Well I have thought long and hard about this. Ok, I only thought about it for 10 hours. And I am very tempted to ship the anvil and the cone mandrel off to him. Just last month he modified some vintage stakes (the tangs) for me so they would fit in his stake holder and did a perfect job.
Back in 2010 I scored a lot of 18 vintage hammer off of eBay but they needed work and I spent almost 2 months of weekends refinishing the faces. Working on the anvil will require at least 10+ hours over several months and using the belt sander for the initial phase of pit removal took 1 1/2 hours alone. The long arduous work is still ahead of me with hand sanding. If Kevin did it, in his shop on his wonderful machines, it would take probably less than 5 hours and it could be as few as 2 or 3 to machine it down just a bit further and then working his way up to put a nice 600+ grit polish on it.
But what would I get out of it besides saving quite a bit of my time?? And there people was the quandary.
Saving Personal Time vs. Personal Satisfaction. What you you do??
But the more I thought about it this morning over my Sunday cuppa; the more I realized I wanted the personal satisfaction of doing this vs. the time savings. I want to say "Look what I refinished" and then be able to show these, and more, pictures off and hear people say WOW.
Even if Kevin did do this job for me we all know people would say WOW. PLUS it would help drive more business to Kevin which is a good thing cause he stays in business and continues to make great tools and equipment and then would be able to refinish other things for you and me when we really, really, really need it.
So, sorry Kevin, I really do appreciate the offer but this time, this is one is mine to do. Next weekend I will take a few hours and work my way through 100 grit. Each weekend I will then progress further up from 120, 220, 300 and when I reach 600 grit THEN I will decide if I want to spend more time for the extra WOW factor.
A box arrived for me yesterday. I was from SC Studios LLC.
Inside was SEVEN bricks of pitch and chasing and repousse tools.
The pitch is a 50/50 blend of soft and hard, preferred by master metalsmith, and teacher Valentin Yotkov. This will go into a new 12" pitch pot.
Now, about those tools..
Not just any tools,
Not just one or two liners,
Not a two or three embossers,
Not three or four planishers...
but the entire freak'n MASTER SET.
How many tools are in the master set you are asking yourself
There are EIGHTY SIX Tools to be exact.
And when I start to use them, hopefully tomorrow, I will let you know how they work.
IF YOU WANT (and who does not) a few of these tools or the entire master set ...
I will let the pictures speak for themselves.
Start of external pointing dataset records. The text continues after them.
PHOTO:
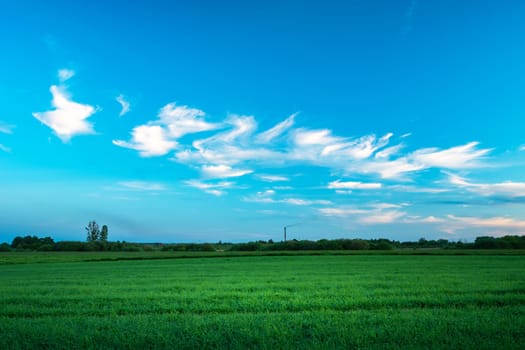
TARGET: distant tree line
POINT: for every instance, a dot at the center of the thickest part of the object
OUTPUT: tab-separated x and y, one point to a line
485	242
99	242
Click to open in an larger view, read the caption and scroll to the next.
Since my raising skills are getting better and I am much more comfortable adding curves and angles to my vessels, I am now into buying stakes that will assist me in these techniques.
Someone on eBay was selling their wife's stakes and hammers. Via email, since I had some questions about them, I found out that yes, she had been a metalsmith but was no longer working in metal.
There were probably a dozen different stakes up for auction but 4 really caught my eye. Three stakes were for angle raising and one was a spoon stake.
So I set my bids and watched the auctions for a week. I WON all four.
They arrived on Wednesday and my husband, who is my support crew in this endeavor, took them to the garage to polish up the surfaces. Here are a before and after picture of the 3 larger stakes (click on the images to get a bigger picture).
A friend has asked me how many stakes and hammers I have now, I to be honest I don't know the count of either. So later today I will take inventory and post pictures and numbers.